As October yielded to November, a Sino-Italian film crew was shooting ''Marco Polo'' at the Ming tombs. Soccer fans still savored China's 3-0 victory over Kuwait, which kept their country in the World Cup competition.
Scarlet and gold have faded from the foliage of the Western Hills, while indoors, shuai yang rou, also known as Mongolian hot pot, is back in favor.
We will return to ''Marco Polo'' later, but October cannot disappear from view without mention of China's thrilling victory over Kuwait Oct. 18.
Fans were calling up friends to beg, borrow, or steal tickets to the match, upon which depended China's chances of making it to the World Cup in Madrid.
In contrast with the arrogant Cultural Revolution days, the Chinese now admit that their country is poor and backward. They have a hunger for international recognition, especially in sports, where China was for so many years shut out of international competition because its seat was occupied by Taiwan.
Victory celebrations here are still modest compared to the raucous motorcades that jam the streets of Paris or Rome. But, oh, what a ringing of bicycle bells there was that Sunday night! What an explosion of shouts and backslapping and even firecrackers! It was a night to be remembered.

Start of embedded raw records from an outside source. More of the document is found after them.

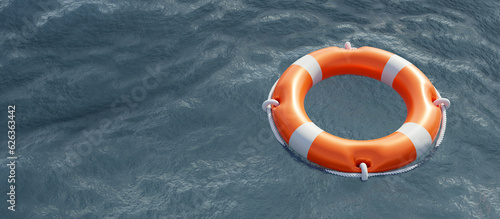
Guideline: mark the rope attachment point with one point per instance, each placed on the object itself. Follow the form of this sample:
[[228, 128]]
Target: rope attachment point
[[268, 102], [347, 45], [444, 101]]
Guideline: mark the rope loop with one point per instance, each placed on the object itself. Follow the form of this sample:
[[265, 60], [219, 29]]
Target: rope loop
[[444, 101], [268, 102]]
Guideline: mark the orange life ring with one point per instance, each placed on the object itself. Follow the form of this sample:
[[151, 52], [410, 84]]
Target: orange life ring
[[411, 141]]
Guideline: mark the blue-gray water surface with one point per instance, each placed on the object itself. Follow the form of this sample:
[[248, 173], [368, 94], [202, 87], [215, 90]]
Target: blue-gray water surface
[[152, 109]]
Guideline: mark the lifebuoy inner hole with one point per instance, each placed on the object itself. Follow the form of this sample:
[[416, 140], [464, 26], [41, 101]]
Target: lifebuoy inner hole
[[355, 107]]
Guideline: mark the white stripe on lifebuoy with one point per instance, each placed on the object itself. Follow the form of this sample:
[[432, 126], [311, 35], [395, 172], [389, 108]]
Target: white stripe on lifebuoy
[[392, 68], [303, 137], [312, 66], [418, 135]]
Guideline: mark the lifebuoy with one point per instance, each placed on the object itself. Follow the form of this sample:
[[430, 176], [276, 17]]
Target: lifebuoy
[[408, 143]]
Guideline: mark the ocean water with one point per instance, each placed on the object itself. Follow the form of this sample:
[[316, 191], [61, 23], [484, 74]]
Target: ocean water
[[135, 109]]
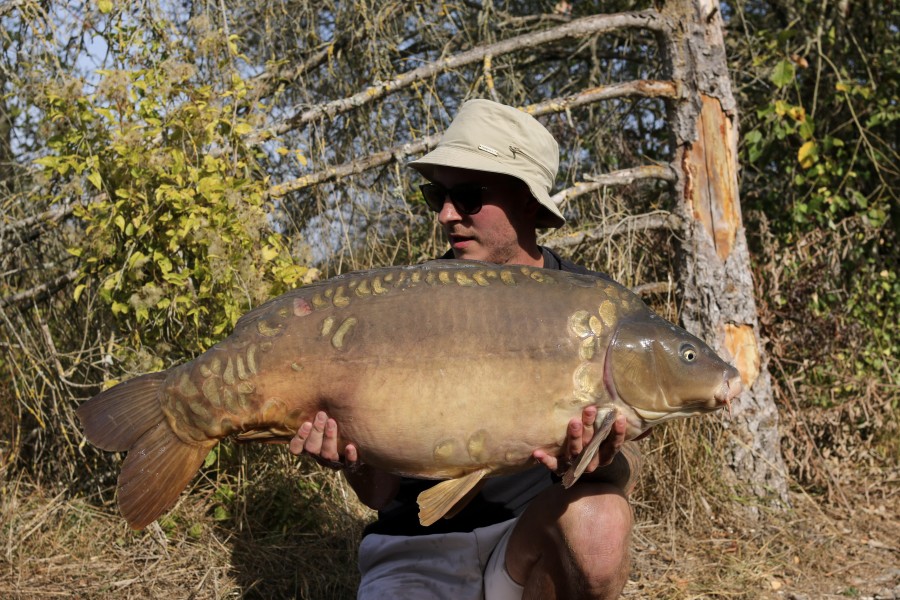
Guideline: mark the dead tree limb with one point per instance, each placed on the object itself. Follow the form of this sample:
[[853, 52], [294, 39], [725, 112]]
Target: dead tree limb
[[425, 144], [648, 19], [629, 225], [41, 292]]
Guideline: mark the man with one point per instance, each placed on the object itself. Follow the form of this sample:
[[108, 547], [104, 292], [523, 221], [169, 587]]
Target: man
[[523, 535]]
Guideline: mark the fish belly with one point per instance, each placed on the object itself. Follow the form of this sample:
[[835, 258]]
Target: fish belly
[[433, 379]]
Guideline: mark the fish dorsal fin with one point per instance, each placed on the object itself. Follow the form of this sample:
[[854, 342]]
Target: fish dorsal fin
[[602, 426], [439, 500]]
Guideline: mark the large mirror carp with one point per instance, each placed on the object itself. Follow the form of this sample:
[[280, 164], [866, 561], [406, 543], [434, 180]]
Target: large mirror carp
[[452, 370]]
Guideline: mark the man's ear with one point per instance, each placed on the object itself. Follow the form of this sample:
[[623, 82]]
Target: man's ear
[[532, 206]]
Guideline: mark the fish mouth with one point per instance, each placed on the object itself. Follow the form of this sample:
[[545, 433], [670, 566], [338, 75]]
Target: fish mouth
[[731, 389]]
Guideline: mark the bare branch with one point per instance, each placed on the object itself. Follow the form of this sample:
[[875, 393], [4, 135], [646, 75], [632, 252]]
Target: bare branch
[[358, 166], [41, 292], [397, 153], [266, 82], [621, 177], [49, 216], [628, 225], [645, 88], [648, 19], [9, 238]]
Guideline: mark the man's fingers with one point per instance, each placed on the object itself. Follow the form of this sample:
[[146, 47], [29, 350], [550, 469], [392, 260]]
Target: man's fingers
[[575, 437], [299, 439], [545, 459], [610, 446], [329, 443]]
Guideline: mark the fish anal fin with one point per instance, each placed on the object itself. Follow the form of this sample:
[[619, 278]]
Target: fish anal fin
[[602, 426], [461, 504], [442, 499], [156, 470]]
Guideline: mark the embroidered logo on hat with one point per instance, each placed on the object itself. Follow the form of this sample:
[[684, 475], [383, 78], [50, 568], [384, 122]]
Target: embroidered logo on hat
[[472, 141]]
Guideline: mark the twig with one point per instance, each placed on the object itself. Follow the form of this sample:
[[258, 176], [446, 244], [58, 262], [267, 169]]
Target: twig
[[41, 292], [645, 222], [648, 19]]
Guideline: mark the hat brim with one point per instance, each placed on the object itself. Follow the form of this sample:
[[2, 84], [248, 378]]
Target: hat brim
[[462, 158]]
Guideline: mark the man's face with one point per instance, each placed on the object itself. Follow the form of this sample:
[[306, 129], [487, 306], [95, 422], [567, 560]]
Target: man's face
[[503, 231]]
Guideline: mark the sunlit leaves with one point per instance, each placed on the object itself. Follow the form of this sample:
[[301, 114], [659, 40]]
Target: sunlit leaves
[[178, 242]]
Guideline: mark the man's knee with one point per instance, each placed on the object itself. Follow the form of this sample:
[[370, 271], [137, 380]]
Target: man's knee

'Marco Polo was an explorer of men,'' says moviemaker Vincenzo Labella. ''In an age when Mongols were considered the scourge of the earth, he revealed to the Western world that the civilization he had witnessed in China was a very high one.''
Mr. Labella is in China as the producer of an eight-hour television film on his intrepid, insatiably curious countryman, whose adventures at the court of Kublai Khan have fascinated generations of Westerners. It is a $23 million project, the first such Sino-Italian co-production.
Mr. Labella has already taken his cast and production staff of 150 (and 4,218 costumes) on wanderings as far-flung as those of Marco -- from Italy to Morocco, to Silinghot in Inner Mongolia, and now Peking, where he is filming in the Forbidden City and at the Ming tombs. Mr. Labella expects his film to reach US television screens next May 16, four years after his first approach to the Chinese.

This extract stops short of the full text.